# Scraping the PyOhio Schedule
The twelfth annual [PyOhio conference](https://www.pyohio.org/2019/) was held on July 27-28 and...it. was. awesome!

Now, when it comes to planning for a conference, I must admit that I'm a bit "old school."  A day or two before the gathering, I like to print out the schedule and carefully research each session so that I can choose the ones that best meet my work and personal objectives.  Often, a conference will let you download a printable schedule; however, I didn't find any such file on the [PyOhio website](https://www.pyohio.org/2019/).  No matter, I can write some Python to scrape the schedule from the website and create my own CSV for printing.  Here's what I did:

### Import [requests](https://2.python-requests.org//en/v0.10.6/), [BeautifulSoup](https://www.crummy.com/software/BeautifulSoup/), and [csv](https://docs.python.org/3/library/csv.html)

In [1]:
import requests
from bs4 import BeautifulSoup
import csv

### Grab the page with requests

In [2]:
result = requests.get('https://www.pyohio.org/2019/events/schedule/')
soup = BeautifulSoup(result.content, 'lxml')
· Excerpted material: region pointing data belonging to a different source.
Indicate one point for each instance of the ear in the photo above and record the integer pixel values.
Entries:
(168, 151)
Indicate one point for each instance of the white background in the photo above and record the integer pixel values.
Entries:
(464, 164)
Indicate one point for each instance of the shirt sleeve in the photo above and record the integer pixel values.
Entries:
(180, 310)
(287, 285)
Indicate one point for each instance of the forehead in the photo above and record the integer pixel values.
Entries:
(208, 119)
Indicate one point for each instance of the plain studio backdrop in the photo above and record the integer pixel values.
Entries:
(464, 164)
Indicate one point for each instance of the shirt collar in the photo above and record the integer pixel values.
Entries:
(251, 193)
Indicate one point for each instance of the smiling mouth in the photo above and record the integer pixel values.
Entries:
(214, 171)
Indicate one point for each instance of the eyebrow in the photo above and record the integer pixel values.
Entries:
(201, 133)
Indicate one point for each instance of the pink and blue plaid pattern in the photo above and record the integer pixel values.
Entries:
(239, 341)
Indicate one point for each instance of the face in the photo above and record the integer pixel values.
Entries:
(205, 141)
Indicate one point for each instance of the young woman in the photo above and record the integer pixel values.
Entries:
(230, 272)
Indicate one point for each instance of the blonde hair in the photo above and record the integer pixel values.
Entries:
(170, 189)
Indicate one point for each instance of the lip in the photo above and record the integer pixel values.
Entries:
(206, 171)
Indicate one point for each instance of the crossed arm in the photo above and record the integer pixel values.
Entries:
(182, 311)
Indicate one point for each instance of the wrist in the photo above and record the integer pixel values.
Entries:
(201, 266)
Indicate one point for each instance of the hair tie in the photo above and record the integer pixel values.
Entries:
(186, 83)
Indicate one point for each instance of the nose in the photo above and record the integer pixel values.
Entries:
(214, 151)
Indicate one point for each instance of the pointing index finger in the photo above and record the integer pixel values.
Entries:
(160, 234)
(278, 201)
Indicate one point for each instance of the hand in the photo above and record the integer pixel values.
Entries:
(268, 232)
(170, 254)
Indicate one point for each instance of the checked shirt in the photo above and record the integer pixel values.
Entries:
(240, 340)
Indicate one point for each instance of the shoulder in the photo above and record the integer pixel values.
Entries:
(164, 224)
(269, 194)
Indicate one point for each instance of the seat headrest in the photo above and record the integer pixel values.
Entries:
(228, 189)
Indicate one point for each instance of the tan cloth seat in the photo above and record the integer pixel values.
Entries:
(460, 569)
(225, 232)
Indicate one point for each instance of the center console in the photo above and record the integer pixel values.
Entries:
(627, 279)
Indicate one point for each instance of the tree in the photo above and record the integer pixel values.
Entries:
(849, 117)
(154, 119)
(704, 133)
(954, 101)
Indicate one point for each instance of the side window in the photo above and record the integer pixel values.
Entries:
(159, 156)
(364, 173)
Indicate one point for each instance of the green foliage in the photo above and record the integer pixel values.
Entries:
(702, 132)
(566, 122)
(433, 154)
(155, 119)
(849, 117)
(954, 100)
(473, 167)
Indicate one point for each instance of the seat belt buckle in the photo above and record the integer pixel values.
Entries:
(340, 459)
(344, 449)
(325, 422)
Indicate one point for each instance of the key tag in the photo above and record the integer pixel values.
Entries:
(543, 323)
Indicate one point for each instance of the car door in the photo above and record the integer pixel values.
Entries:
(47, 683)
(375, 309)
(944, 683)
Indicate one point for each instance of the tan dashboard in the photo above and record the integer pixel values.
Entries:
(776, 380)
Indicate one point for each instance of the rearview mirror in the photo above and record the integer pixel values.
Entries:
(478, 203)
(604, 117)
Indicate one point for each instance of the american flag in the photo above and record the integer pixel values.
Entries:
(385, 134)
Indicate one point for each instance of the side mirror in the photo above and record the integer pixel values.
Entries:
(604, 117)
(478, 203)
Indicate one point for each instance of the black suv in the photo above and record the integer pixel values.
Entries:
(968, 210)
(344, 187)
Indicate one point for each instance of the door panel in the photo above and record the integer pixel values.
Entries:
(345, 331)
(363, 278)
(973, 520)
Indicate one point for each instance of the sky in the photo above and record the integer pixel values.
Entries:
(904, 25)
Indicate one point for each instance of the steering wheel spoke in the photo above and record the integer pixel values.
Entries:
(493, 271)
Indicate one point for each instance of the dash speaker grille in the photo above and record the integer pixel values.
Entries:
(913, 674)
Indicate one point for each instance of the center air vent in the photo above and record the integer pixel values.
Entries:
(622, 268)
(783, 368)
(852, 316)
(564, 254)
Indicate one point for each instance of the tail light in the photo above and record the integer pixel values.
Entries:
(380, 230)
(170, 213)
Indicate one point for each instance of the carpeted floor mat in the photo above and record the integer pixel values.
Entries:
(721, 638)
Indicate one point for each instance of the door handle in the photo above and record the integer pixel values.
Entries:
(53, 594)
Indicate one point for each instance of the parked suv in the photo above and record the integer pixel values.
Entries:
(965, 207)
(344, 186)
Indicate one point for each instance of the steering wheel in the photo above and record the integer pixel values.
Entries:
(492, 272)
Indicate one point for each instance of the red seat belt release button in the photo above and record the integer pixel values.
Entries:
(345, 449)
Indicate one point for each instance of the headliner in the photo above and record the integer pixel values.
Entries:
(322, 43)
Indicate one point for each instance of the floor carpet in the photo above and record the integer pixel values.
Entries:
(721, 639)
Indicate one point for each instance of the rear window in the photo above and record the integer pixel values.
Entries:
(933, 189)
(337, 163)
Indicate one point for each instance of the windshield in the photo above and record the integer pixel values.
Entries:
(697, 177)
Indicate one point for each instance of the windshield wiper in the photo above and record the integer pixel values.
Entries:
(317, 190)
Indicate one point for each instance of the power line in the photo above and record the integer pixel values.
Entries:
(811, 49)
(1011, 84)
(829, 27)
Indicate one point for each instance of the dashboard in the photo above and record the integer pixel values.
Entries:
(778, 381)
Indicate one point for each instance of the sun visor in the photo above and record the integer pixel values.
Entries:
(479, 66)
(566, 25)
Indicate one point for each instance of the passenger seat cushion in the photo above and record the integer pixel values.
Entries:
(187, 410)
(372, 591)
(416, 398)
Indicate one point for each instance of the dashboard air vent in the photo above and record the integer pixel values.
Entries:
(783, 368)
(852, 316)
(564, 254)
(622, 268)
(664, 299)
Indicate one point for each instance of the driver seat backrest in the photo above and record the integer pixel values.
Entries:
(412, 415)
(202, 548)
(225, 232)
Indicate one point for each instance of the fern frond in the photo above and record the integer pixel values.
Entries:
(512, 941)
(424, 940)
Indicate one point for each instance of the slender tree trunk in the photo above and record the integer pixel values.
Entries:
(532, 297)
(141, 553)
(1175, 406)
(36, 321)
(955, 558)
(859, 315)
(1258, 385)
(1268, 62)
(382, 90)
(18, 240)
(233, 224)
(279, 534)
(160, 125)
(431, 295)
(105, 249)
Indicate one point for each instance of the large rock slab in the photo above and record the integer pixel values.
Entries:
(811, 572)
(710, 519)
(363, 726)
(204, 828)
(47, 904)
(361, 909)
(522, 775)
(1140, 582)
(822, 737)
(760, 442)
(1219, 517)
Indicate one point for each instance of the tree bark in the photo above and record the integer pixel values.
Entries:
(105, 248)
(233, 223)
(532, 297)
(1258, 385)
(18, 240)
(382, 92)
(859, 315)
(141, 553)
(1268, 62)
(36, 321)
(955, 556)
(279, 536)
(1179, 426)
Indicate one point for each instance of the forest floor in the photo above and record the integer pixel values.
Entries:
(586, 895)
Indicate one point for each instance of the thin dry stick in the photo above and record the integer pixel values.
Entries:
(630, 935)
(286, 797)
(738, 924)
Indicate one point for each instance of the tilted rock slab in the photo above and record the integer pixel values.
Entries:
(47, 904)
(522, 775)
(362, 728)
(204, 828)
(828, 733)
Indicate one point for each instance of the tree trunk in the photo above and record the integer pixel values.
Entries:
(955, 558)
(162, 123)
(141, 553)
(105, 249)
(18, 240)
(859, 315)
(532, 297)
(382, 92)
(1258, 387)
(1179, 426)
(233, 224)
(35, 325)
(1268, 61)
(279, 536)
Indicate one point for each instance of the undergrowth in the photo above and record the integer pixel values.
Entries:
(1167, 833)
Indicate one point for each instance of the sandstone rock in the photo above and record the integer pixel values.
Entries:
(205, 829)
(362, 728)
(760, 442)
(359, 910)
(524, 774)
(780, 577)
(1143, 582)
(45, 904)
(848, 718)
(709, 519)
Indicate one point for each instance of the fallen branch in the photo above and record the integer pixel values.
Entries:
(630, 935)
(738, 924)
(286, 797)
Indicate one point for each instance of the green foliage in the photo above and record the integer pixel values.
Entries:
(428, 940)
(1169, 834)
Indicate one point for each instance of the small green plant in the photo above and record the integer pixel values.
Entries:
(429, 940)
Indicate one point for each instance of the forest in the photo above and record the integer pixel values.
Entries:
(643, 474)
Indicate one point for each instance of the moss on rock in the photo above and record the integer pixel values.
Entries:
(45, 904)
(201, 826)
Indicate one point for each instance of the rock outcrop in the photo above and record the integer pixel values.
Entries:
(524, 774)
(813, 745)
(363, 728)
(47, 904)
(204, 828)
### Parse the page with BeautifulSoup
Unfortunately, I can only go the conference on Saturday, so I'll just grab the Saturday sessions.

In [3]:
day_2_list = [['start_end', 'slot1', 'slot2', 'slot3', 'slot4']]
day_2 = soup.select('div.day')[1]  # get just Saturday
talks_section = day_2.find('h3', string='Keynotes, Talks, & Tutorials').parent

# iterate across each time block
for time_block in talks_section.select('div.time-block'):
    start_end = time_block.find('div', {'class': 'time-wrapper'}).get_text().replace('to', ' - ')
    time_rec = [start_end, '', '', '', '']
    # now, iterate across each slot within a time block.  a time block can have 1-4 time slots
    for slot in time_block.select('div.time-block-slots'):
        for i, card in enumerate(slot.select('div.schedule-item')):
            class_title = card.select_one('h3').get_text()
            presenter = (card.select('p')[0]).get_text()
            location = (card.select('p')[1]).get_text()
            time_rec[i+1] = '{0}\n{1}\n{2}'.format(class_title, presenter, location)
    day_2_list.append(time_rec)  # after grabbing each slot, write the block to my "day 2" list

### Finally, write my list to a CSV file

csv_file = 'pyohio_20190727_schedule.csv'

with open(csv_file, 'w', newline='') as f:
    writer = csv.writer(f)
    writer.writerows(day_2_list)

### For convenience, go ahead and open my CSV
I have Excel installed on my workstation, so the CSV will open automatically there and I can format it nicely for printing.

In [6]:
!{csv_file}